So here I sit, a blank page of a day ahead of me. Part of me wants to keep watching Dowton Abby (I’ve gotten a little obsessed. It’s like hours of Pride and Prejudice – who wouldn’t love that!) but the other part of me knows I need to get some writing done.
My dream right now is to go somewhere for a whole week. All alone. And just write. It’s not really realistic – it’s hard to go off and leave everyone to fend for themselves. I mean maybe I could squeeze a couple days in somewhere. But a week alone to write – that would be magnificent! I daydream about being in a rustic little cabin. I would be terrified alone at night in the middle of the woods (Thanks Jonny Depp for that scary movie) but I’d make it. Or maybe, a little beach house by the ocean.
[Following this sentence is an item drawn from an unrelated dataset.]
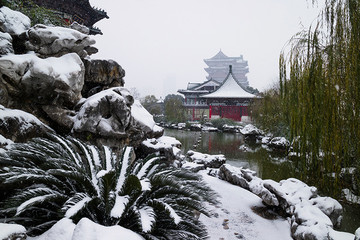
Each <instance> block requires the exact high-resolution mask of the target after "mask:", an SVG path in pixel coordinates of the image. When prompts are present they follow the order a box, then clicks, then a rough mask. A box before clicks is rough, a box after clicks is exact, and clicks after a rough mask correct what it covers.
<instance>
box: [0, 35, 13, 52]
mask: <svg viewBox="0 0 360 240" xmlns="http://www.w3.org/2000/svg"><path fill="white" fill-rule="evenodd" d="M8 53H14V48H13V46H12V37H11V36H10V34H8V33H3V32H0V56H2V55H6V54H8Z"/></svg>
That would also be an ideal spot to write. Hearing the crash of the waves hit the shore. But I know I’d be distracted. I’d want to be outside with my feet in the water, getting a tan and my laptop would get all sandy. But I could suffer through the sunshine and get some work done. I think of my Grandma’s house on top of a hill overlooking the bay in Newfoundland. That would also be a writer’s paradise. Breathing in that fresh Eastern air and watching the whales play in the bay. But I’d want to visit with all my family down the lane and visit all the beautiful scenery. But I know I’d still be inspired.
But for now – here I sit. I should be content with the fact that I have a whole free afternoon ahead of me and stop daydreaming about all the movies I have seen where the writers are in these really romantic locations writing – and just start writing. Here at my pretty desk. In front of my window with my star lights hanging down. It’s actually quite nice. It’s no villa but I have coffee close by and a motivating playlist on my iphone.
I can try to ignore the laundry I need to do, and I can try to forget that I need to mop the floors later and wash all the bedding while my kids are away. Right? I mean, I have imagination. I can pretend it’s just me and my pretty desk and write. I can take my thoughts to a creative place and immerse myself into my far off worlds. That’s actually what I love about writing! Enough internal whining and location dreaming. It’s time to work.